Muitas cinematografias produziram  filmes com este mote. Desde o clássico e memorável  Aniki Bóbó, do português Manoel de Oliveira (1942), passando pelo marroquino As ruas de Casablanca, de Nabil Ayouch (2000) e mesmo o nosso Capitães de areia, baseado em Jorge Amado (Cecília Amado, 2011) trabalham enredos similares onde as crianças desamparadas são as protagonistas. Todos, de certa forma, bebem na fonte literária de Oliver Twist, de Charles Dickens.

Para além das desventuras infantis, em Crianças do sol o diretor tem que lidar com o fato de que falar sobre crianças desprotegidas pelo Estado e pela religião, que cometem delitos para sobreviver, não é algo que o regime xiita queira exibir. Depois da revolução de 1979, a censura, que já não era branda, se estabeleceu de vez no País e personagens infantis muitas vezes são usados para driblar interditos, falar através de metáforas. Estratégias a parte,  devemos dar crédito a um diretor que tem uma longa trajetória dedicada ao universo das crianças. Ele não está forçando nada, ao que parece. O filme ainda não estreou no Irã e é possível que venha a sofrer cortes, porque expõe um sistema hostil às crianças e porque escancara aquilo que o governo tenta jogar para baixo do tapete (persa, que seja), que é a existência de um submundo de drogas pesadas.

Cena de “Crianças do Sol”

Ali acaba sendo obrigado, a mando de um chefe de quadrilha,  a se matricular, com seus amigos, em uma escola para meninos em situação de vulnerabilidade (a tradução para “meninos de rua” usada no filme pode ser questionada, pois eles moram em suas casas).
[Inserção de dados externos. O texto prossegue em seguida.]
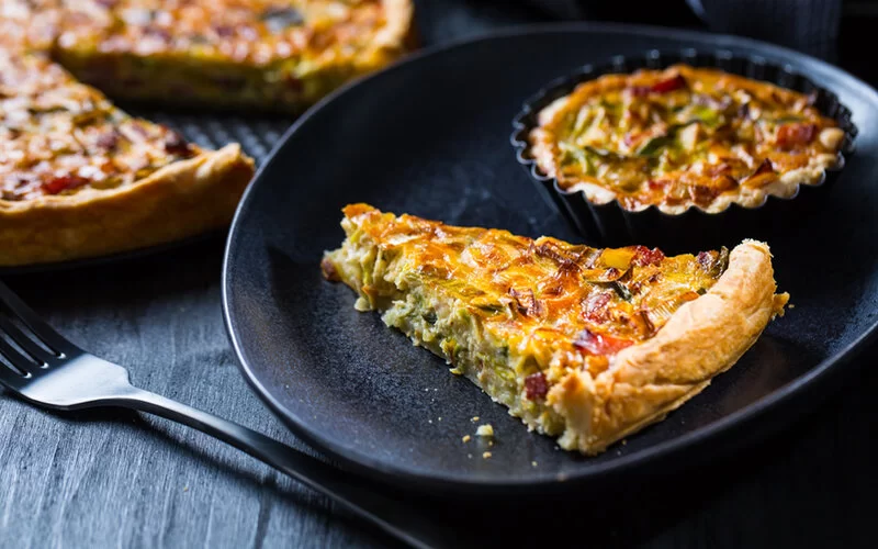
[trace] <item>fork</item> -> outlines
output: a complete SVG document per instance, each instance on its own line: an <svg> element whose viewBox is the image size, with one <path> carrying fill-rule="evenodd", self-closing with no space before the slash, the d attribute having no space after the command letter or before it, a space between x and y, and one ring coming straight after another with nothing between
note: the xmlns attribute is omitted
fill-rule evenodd
<svg viewBox="0 0 878 549"><path fill-rule="evenodd" d="M247 427L135 388L125 368L95 357L64 338L2 282L0 383L24 400L50 410L119 406L189 425L329 496L412 547L443 545L439 542L442 528L427 520L412 502L375 491L376 486L364 479Z"/></svg>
O objetivo de Ali é se infiltrar no porão da escola, cavar um túnel e chegar ao cemitério ao lado, onde haveria um tesouro. O enredo pode soar como uma simples caça ao tesouro,  meio déjà vu, mas não. O roteiro, de Majidi com a roteirista Nima Javidi, é original e de sofisticada arquitetura.

A escola, chamada Sol, tem um professor que involuntariamente vira aliado dos meninos, enquanto vemos o esforço deles na tarefa de cavar o túnel. Um esforço físico, um sofrimento brutal.

Um dos meninos, o afegão, tem uma irmã, também por volta dos 12 anos, que se vira vendendo produtos no metrô. Ela não tem autorização para isto, o que gera sua detenção. O que acontece com ela é cruel e a reação do professor é comovente. Ali tem uma relação de proteção à menina, que vai além de uma sugestão romântica (ele dá a ela um prendedor de cabelo, que nos lembra do prendedor dado pelo professor de O Caminho para casa, de Zhang Yìmou, à futura esposa). A proteção, o cuidado  para com a  menina e seu irmão carrega o componente étnico, pois eles são afegãos e podem ser expulsos do país a qualquer momento. Os refugiados afegãos representam uma espécie de escória no Irã por serem sunitas, miseráveis e muitas vezes se envolverem em crimes.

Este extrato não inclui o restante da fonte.